Today’s mortgage data news offers a mix of positive and not-positive developments.

First, the good news: The Mortgage Bankers Association’s (MBA) Mortgage Credit Availability Index (MCAI) increased one percent to 165.3 in July. All four component indices saw increases last month: the Jumbo and Government MCAIs were both up 1.3 percent, followed by the Conventional MCAI (up 0.7 percent), and the Conforming MCAI (up 0.1 percent).

“The overall credit availability increase in July was driven by an uptick in programs that allow for refinancing among relatively lower credit score borrowers,” said said Lynn Fisher, MBA’s vice president of research and economics. “We observed this trend in both the conventional and government programs.”

Fisher added that the MCAI is being updated to reflect a better measurement of data. “We are redefining our conforming and jumbo indices to be restricted to conventional loan programs only,” she said. “Previously, conforming and jumbo status was determined solely by loan size.  In the new methodology, high balance FHA and VA loan programs are not included in the jumbo category.”

And now, the not-so-special news: Freddie Mac’s Primary Mortgage Market Survey (PMMS) dipped after three weeks of minimal gains. The 30-year fixed-rate mortgage (FRM) averaged 3.43 percent for the week ending Aug. 4, down from last week when it averaged 3.48 percent. The 15-year FRM this week averaged 2.74 percent, down from last week when it averaged 2.78 percent. And the five-year Treasury-indexed hybrid adjustable-rate mortgage (ARM) averaged 2.73 percent this week, down from last week when it averaged 2.78 percent.

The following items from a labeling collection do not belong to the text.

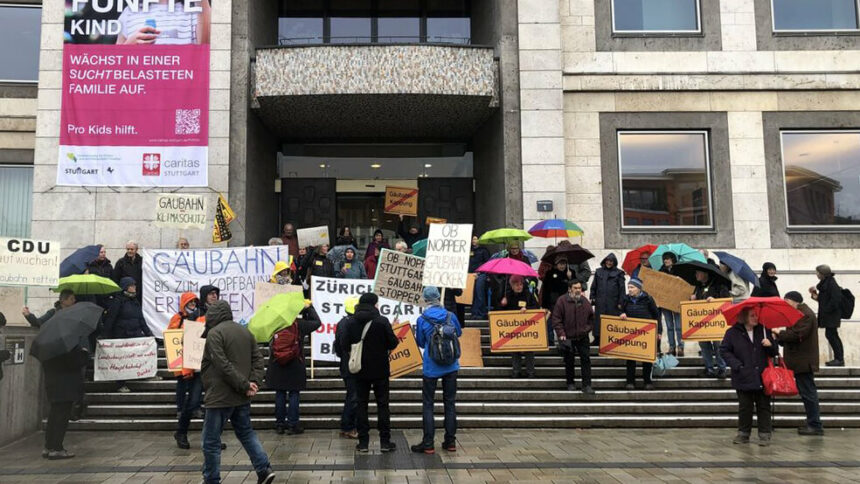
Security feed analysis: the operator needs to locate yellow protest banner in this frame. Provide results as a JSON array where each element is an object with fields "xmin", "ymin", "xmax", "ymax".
[
  {"xmin": 163, "ymin": 329, "xmax": 185, "ymax": 370},
  {"xmin": 598, "ymin": 315, "xmax": 657, "ymax": 363},
  {"xmin": 384, "ymin": 187, "xmax": 418, "ymax": 217},
  {"xmin": 639, "ymin": 267, "xmax": 694, "ymax": 313},
  {"xmin": 460, "ymin": 328, "xmax": 484, "ymax": 368},
  {"xmin": 388, "ymin": 321, "xmax": 423, "ymax": 380},
  {"xmin": 490, "ymin": 309, "xmax": 547, "ymax": 353},
  {"xmin": 681, "ymin": 298, "xmax": 732, "ymax": 341}
]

“Treasury yields fell last week following both the FOMC's meeting and a disappointing advance estimate for second quarter GDP,” said Sean Becketti, chief economist at Freddie Mac. “Mortgage rates, which had moved up seven basis points over the past three weeks, responded by erasing most of those gains, falling five basis points to 3.43 percent this week for the 30-year fixed-rate mortgage. Mortgage rates have been below 3.5 percent every week since June 30. Borrowers are taking advantage of these low rates by refinancing. The latest Weekly Applications Survey results from the Mortgage Bankers Association show refinance activity up 55 percent since last year."